· Antonio Blázquez  · 3 min read

Nobody Likes Programming

A rant written on a bad day — or maybe a lucid one.

The current dev sphere is like the last stages of the late 70’s disco dance fever, with the difference that instead of bell trousers, and shiny jackets, you are adults wearing hoodies, headphones and a mustache. 

Programming is over-commercialized, you’ve to deal with legacy code bases at the same time that you’ve to keep up with the latest frameworks, like a born-to-dance person who is afraid to dance, because you don’t know the last choreography. 

Some people dance better than others (or they were just at the right place), and got the best girl (FANG), and became oracles on how you should dance (program) if you want the golden ticket. 

So you have these dancers, wearing funny clothes, moving in an embarrassing way, dancing any rhythm that is cool today, shouting to the 4 cardinal points that dance music is their most loved hobby… they forgot what got them into dancing in the first place. 


Ok, sorry if you really like programming, and I’ve hurt your feelings, but read very carefully the following sentence:

You don’t like programming.
You like solving problems.
You get a high when something you imagine comes to life.
You like getting a big check for making machines do useful things.


Let me reintroduce you to Rock & Roll, the purest form of music:
Get a band of friends, anything that makes noise, and let them create music.
This band doesn’t have formal studies — they just know what type of music they like, and they will start copying classic authors and invent totally different genres.

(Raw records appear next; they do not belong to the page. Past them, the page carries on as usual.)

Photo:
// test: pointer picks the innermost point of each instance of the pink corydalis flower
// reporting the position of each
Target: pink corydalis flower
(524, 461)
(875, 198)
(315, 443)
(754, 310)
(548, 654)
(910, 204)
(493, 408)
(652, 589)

This is what is happening with AI.
It allows creative people to solve problems mixing solutions from fields they barely know…

All the programming flavors are their own rabbit hole.
You know what can be done — but jumping inside means months and years of learning and perfection until you’re able to produce the things you dreamed of the first day you were staring into that knowledge abyss.

AI has transformed that abyss into a morning walk.
You can — in the same day — scrape the web, produce advanced statistical analysis, and train your LLM, maybe coronating the day with some procedural 3D rendering…

All this by just having some general knowledge about those fields and a base on computer science.


If you don’t use AI for coding, there’s no place for you in this new world.
Nobody is forcing you to stay — you can go and buy a farm.
But if you stay, start showing that you are able to produce solutions, not code —
because code has become cheaper than air.